Senti meu corpo derreter, e ser reconstruído. A este ponto, já entendia que isso era o sinal de um reset. A marca de um programador misericordioso, que sabia me poupar das crises que eu não podia prevenir, do horror existencial que eu não conseguiria suportar. Estava grato, sim, mas agora, garantir minha própria segurança não bastava. Precisava fazer algo por meu mundo, fosse ele “real” ou não.
– Boa tarde, André.
– Muito bem, Senhor. Como devo te chamar?
– Bom dia, André. Meu nome é Manuel.
– Muito bem, Manuel. Você poderia, da bondade do seu coração, dar um jeito de impedir que o meu mundo…
– Acabe?
– Por mim, tanto faz, Manuel. Mas… a Fundação… o Clube dos Derridentes… os meus netinhos… não pode acabar assim!

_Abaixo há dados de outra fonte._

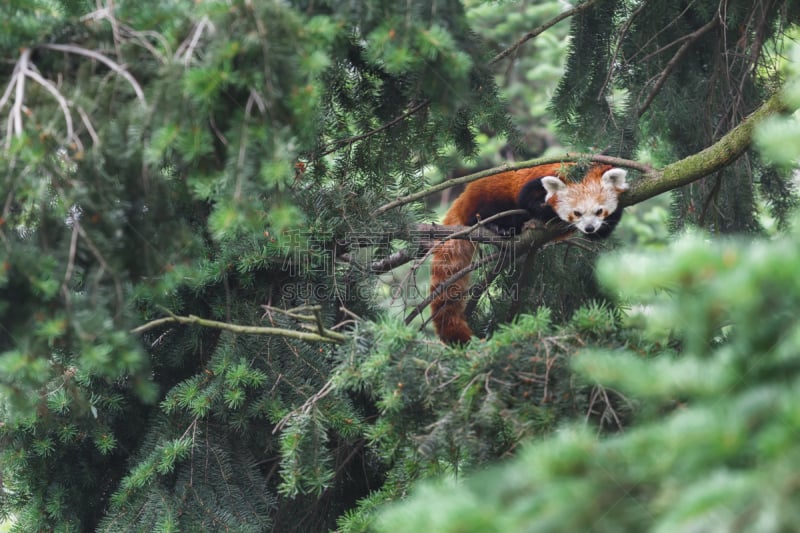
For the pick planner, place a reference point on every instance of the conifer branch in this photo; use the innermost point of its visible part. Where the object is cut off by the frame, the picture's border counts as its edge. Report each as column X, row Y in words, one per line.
column 335, row 145
column 325, row 335
column 449, row 281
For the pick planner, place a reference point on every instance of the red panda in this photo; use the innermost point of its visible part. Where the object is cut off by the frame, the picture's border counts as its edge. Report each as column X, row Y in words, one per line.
column 590, row 206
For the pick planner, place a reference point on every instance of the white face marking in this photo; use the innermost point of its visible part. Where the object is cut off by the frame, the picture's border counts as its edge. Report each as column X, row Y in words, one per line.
column 586, row 205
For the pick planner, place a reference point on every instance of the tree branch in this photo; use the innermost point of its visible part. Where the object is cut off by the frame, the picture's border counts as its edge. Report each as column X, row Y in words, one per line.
column 568, row 157
column 546, row 26
column 710, row 160
column 325, row 335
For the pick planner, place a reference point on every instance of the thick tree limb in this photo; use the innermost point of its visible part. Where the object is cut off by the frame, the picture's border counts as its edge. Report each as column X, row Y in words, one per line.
column 706, row 162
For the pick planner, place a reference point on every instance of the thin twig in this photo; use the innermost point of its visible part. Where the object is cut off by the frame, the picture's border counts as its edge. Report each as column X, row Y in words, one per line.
column 691, row 38
column 547, row 25
column 116, row 67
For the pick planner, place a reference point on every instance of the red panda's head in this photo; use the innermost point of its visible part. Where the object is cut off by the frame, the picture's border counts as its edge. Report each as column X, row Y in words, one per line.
column 587, row 203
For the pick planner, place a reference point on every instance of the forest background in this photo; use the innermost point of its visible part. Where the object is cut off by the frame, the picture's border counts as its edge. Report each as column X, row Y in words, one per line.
column 213, row 269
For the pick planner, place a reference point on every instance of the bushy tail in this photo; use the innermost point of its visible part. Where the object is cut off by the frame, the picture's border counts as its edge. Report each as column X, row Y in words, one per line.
column 447, row 307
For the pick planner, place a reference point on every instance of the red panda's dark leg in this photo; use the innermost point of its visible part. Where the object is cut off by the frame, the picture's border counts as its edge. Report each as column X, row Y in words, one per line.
column 531, row 198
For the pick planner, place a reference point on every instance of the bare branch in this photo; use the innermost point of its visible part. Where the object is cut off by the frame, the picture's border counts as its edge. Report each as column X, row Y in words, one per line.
column 62, row 102
column 326, row 335
column 690, row 40
column 116, row 67
column 547, row 25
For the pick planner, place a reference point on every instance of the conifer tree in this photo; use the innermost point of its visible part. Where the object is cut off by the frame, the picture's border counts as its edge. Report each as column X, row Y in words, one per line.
column 195, row 208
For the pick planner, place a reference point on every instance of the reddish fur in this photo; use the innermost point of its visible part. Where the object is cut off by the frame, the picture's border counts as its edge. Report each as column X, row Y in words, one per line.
column 447, row 308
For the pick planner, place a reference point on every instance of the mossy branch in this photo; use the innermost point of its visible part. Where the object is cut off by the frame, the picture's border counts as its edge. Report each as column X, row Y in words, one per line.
column 707, row 161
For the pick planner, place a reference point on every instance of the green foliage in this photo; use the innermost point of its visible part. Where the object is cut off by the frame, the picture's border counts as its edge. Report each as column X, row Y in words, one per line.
column 720, row 459
column 649, row 74
column 223, row 159
column 446, row 412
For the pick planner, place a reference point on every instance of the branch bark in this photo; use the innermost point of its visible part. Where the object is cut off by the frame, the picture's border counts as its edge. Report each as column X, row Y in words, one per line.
column 325, row 336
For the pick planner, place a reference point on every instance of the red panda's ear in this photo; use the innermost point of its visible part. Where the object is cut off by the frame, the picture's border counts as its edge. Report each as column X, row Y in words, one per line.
column 552, row 185
column 615, row 178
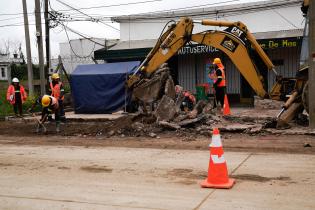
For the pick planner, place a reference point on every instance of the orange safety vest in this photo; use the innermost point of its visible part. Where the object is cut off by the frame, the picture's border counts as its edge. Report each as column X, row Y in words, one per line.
column 55, row 90
column 223, row 81
column 11, row 92
column 54, row 103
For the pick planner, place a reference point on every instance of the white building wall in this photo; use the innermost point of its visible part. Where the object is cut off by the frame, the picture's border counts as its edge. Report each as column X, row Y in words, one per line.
column 80, row 52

– Ah, André, se minha família fosse como você… ela não se importa comigo de verdade. Minhas criações são lixo pra eles. – Senhor-Manuel tossiu. – Acham que o seu mundo é só um joguinho bobo de videogame.
– Mas não é?
– André, meu amigo. Você não imagina quão imp–
– Bom dia, André! – A voz, trêmula e ofegante, me saudou. Ecoava dentro de meu coração.
– Manuel, não sei o que fazer, o que dizer, ou como te confortar. Mas por favor, tenha misericórdia de seu mundo!
Apesar de ser manhã pra mim, e presumivelmente também para Senhor-Manuel, havia fogos de artifício no céu, claríssimos e coloridos. – E aí, eu sou o cara ou não sou? – Senhor-Manuel ria como antigamente, como no dia em que o descobri.
– Você é o cara – falei. – O que está acontecendo, Manuel?
– Não me faça mudar de ideia. Desapega. Simplifica. Preciso fazer caber…
Olhei minhas mãos, as manchas senis, veias e rugas sumindo, meus dedos se unindo em patas garrudas. Meu campo de visão estreitava, as cores do mundo se tornavam mais saturadas, limitadas, não como uma perda, mas sim um ganho. E agora, no horizonte vertical, lá estava ele: no lugar do sol, havia o rosto de um velhinho, alguém do jeito que eu um dia fui. Era Senhor-Manuel, meu criador. Ele sorria, seu rosto balançando para os lados, para frente e para trás, em movimento perpétuo.
– Bom dia, pai. – A voz soou oca dentro de meu coração. Uma voz diferente, mas familiar. Se ouviu meu cumprimento, não se prestou a respondê-lo. – Tá vendo só? O último desejo do meu velho.
Uma outra voz, feminina, respondeu. – Que Deus o tenha, mas olha… esses porta-retratos digitais são esquisitíssimos!
– Combinam com ele.
– Mas por que botar joguinho aí? Esses bonequinhos que ele fazia…
– Último desejo, Bruna. Tem que respeitar. E além do que, ele que fez esse treco. Uma lembrança do meu velho pras gerações futuras…
– Pois põe esse troço horroroso no escritório dele então. Me dá arrepios!
Senhor-Manuel piscou. Ele estava aqui. Estávamos seguros.